西尾市のウェブサイトにて、2023年1月23日にコンペの実施要領が公表されました(その後、9月9日に最終審査、9月26日に西尾市が結果を発表)。
「生涯学習センター(仮称)」は、西尾市および西尾市教育委員会が進めている計画で、既存の老朽化が進む2つの施設、「中央ふれあいセンター」と「にしお市民活動センター・アクティにしお」を統廃合し、多目的な複合施設建設するもの。
建設地は、市内の山下町城南にある、移転を予定している「西尾公園テニスコート」跡地および「西尾公園の一部(テニスコートに隣接する部分)」。
西尾市生涯学習課【公式】西尾市生涯学習センター(仮称)設計者選定設計競技 実施要領 動画配信(3)建設地(2023/01/17)
建設地:愛知県西尾市山下町城南23番地(Google Map)
敷地面積:8,354.81m²
延床面積上限:2,600m²程度(建築面積:2,900m²)
※外構部で駐車場と公園(2,5000m²程度)の整備を計画
施設コンセプト:「共生社会実現のために全世代の市民が集う多様な学び・交流の場」
基本方針:
1.多様な個人が共存可能となる「心の安らぎ」を感じられる場のデザイン
2.歴史文化及び自然環境と調和する建築・ランドスケープのデザイン
3.維持管理・運営がしやすく持続可能性に配慮した施設のデザイン
選定委員会:
審査委員長:千葉 学(建築家、東京大学大学院 工学系研究科教授)
審査委員:伊藤恭行(建築家、名古屋市立大学大学院 芸術工学研究科教授)、小野田泰明(建築計画者、東北大学大学院 工学研究科教授)、加茂紀和子(建築家、名古屋工業大学大学院工学科教授)、手塚由比(建築家、手塚建築研究所)
選定点数:
最優秀案(1点)
優秀案(1点):謝金(予定)30万円
佳作(3点程度):謝金(予定)各30万円
スケジュール(以下は予定、変更の場合は西尾市ウェブサイト等にて発表あり):
令和5年(2023年)1月23日 (月):実施要領公表
同年2月1日(水)〜2月28日 (火):応募希望者からの質問受付期間
同年2月27日(月):応募希望者に対する建設地視察会(2月20日までに要申込)
同年3月1日(水)〜3月13日(月):本コンペ登録期間
同年3月22日(水)〜4月10日(月):登録者からの質問受付期間
同年5月8日(月)〜5月12日(金):1次審査用提案図書等の提出期間 ※期日必着
同年5月15日(月 〜5月19日(金):事務局による書類確認期間
同年6月中旬:1次審査(非公開)で5案程度を選出
同年6月23日(金):2次審査に進む登録者に1次審査結果など諸事通知
同年8月31日(木):2次審査用提案図書等(A1パネル、模型など)の提出期限 ※期日必着
同年9月9日(土):2次審査 ※ファイナリストによるプレゼンテーションと審査委員会によるヒアリングを公開で行う(注.選定委員会での審査は非公開)

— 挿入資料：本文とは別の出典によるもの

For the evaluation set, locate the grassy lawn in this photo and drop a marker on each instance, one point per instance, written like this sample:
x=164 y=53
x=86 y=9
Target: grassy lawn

※会場では最終審査の提案図書(模型とパネル)の閲覧が可能
日時:2023年9月9日(土)12:00-16:00(開場 11:00)
会場:西尾コンベンションホール
所在地:愛知県西尾市花ノ木町4丁目64番地(Google Map)
定員:300名
内容:ファイナリスト5組によるプレゼンテーション(各15分)、選定委員会による質疑(各20分)※プレゼンテーションの順番は当日朝に決定
ファイナリスト:ihrmk / 斎藤信吾建築設計事務所 / 砂越陽介一級建築士事務所 / タトアーキテクツ / 千田建築設計
観覧方法:要申込(西尾市電子申請システム(以下のURL)にて8月1日~18日受付、会場定員を超えた場合は抽選)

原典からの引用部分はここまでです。